Author: Jason Koutsoukis
Date: 26/08/2007
Words: 647
Source: SAGĀ  Section: News
Page: 8

The Lodge looks less likely, but there's plenty going in the private sector, writes Jason Koutsoukis.

THEY say it's never too late for a change of career, which is a good thing for Peter Costello.

With the Coalition looking down the barrel of a devastating defeat that would put it on the opposition benches for at least six and probably nine years, the Treasurer may be better off passing on the chance to become leader of her majesty's opposition and move straight into the private sector.

Some are even speculating that he might be interested in a senior role at an organisation such as the Bank of England or the European Development Bank should he decide that nearly 20 years in federal politics is enough.

With 11 years behind him as one of the country's most successful treasurers, and a gold Rolodex chock-a-block with finance industry contacts from all over the world, executive recruitment experts say Mr Costello's options would not be limited to Australia.

According to Tony Beddison, chairman of the Beddison group, which specialises in executive recruitment, Mr Costello could expect a huge range of job offers.

"His is a name with global recognition and his career options would be as broad as anyone could possibly imagine in financial services and other top 500 corporations," Mr Beddison said.

"He also has other alternatives in roles which would require statesmanship, leadership or strategy, so all up I would say he has among the highest credentials of anyone in Australia and internationally. I would think a chairman's role would be the most likely."

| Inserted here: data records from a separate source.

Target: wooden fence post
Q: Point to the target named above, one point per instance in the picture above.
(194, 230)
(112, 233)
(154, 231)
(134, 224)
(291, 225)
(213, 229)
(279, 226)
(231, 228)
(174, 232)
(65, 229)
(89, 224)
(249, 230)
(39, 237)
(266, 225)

With a salary package that included performance bonuses and a mixture of shares and options, Mr Beddison said, Mr Costello could expect to earn an eight-figure salary.

Not bad for a man who is earning a comparatively meagre $220,000 as Treasurer, a sum far below that of even his own department head, Ken Henry.

With politicians tending to play more of a guiding role in their jobs as ministers as opposed to executive management, the transition from politics to business is often not as easy as many think.

Among the most successful are former Victorian treasurer Alan Stockdale, who has held a range of senior executive management positions since leaving Victorian politics, and former Howard Government minister Warwick Smith, who is a senior executive at ANZ.

Most ex-politicians, though, find themselves working in advisory roles, using their knowledge of the way government works and contacts in the bureaucracy to help their corporate clients.

Which is what Morgan Consulting managing director Andrew Aston sees as being among a range of roles that could suit Mr Costello.

"His experience in government sees him best suited to working in an advisory capacity with companies looking to do business in the public sector," Mr Aston said.

"I think he will be invited on to a number of corporate boards. He will be attractive to top 200 companies in either transport, infrastructure or the utilities industry.

"Because of his legal qualifications he could easily secure a position as a partner in a major law firm. These employers will want him primarily because of his business connections and his understanding of how the public sector works."

Mr Aston agreed that Mr Costello would be unlikely to be appointed as a corporate CEO or to a senior operational role.

All of which may end up being just idle speculation because the man himself is adamant that his future for the next three years at least will be to serve the people as member for Higgins.

THE TREASURER CHEST

WHAT IS PETER COSTELLO WORTH?

  • As Treasurer: $225,000
  • As Leader of the Opposition: $222,000
  • As deputy governor of the Reserve Bank of England: #234,000 ($A570,000).
  • Australian director for the European Bank of Reconstruction and Development (London): $200,000 (tax free).
  • Partner at top-tier law or accounting firm: $1 million
  • Average chief executive salary package for Australia's top 50 companies: $2.1 million.